La sabiduría es el arte de vivir,
no de hacer, ni de poseer o triunfar. Es el arte de disfrutar y agradecer, de
comunicar y compartir los tesoros depositados en nuestro interior. De expresar
afecto en todo momento, y estar para los demás, construyendo siempre armonía.
No tiene que ver con un saber
intelectual, trata acerca de ser humanos, cercanos y compasivos.
Es la que nos hace mirar a la otra
orilla y aceptar esta vida, tal como se nos presenta, como camino para llegar a
ella.
Y lo principal es que no la
conseguimos con nuestro esfuerzo, sencillamente se nos regala a todos. Ya la
tenemos. La llevamos incorporada, aunque puede ser que a veces se nos olvide.
Se expresa en todas las creaciones
del ser humano, también en un beso, una caricia, un encuentro, porque le gusta
unir, armonizar, hacernos sentir bien.
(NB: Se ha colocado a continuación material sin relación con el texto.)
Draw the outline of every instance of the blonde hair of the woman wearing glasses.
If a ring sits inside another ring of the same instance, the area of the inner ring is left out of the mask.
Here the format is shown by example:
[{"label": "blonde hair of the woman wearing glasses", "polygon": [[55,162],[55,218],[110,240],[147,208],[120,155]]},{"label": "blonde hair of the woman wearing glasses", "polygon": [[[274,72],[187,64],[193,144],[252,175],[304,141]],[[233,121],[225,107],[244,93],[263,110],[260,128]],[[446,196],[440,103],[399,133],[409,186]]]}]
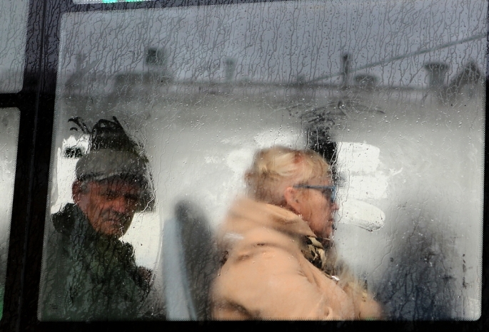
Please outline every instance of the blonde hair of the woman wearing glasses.
[{"label": "blonde hair of the woman wearing glasses", "polygon": [[327,177],[331,177],[331,169],[317,152],[282,146],[258,150],[245,173],[248,196],[278,206],[285,206],[286,187]]}]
Brota del manantial de vida que llevamos
en nosotros, sus aguas siempre sanan.
Se podría decir que es el Dios
Mujer, vientre acogedor y fecundo, regazo increíble de ternura y bondad. Está
en femenino, igual que la Ruah, la Espíritu donde vivimos.
He leído en algún sitio que la
introducción del Evangelio de San Juan podría haber sido así:
“En
el principio existía la sabiduría. Todo se hizo por ella, en ella estaba la
vida…”
Me gusta la idea de ser sabia, es
decir, descubrir el paso y las huellas de la sabiduría en mi vida, esperarla
como un detective aguarda pacientemente la prueba de la presencia de alguien.
Poner mi atención en ese
descubrimiento, hasta percatarme de que hay infinidad de indicios, tantos que
necesito todas las horas del día para maravillarme y agradecer.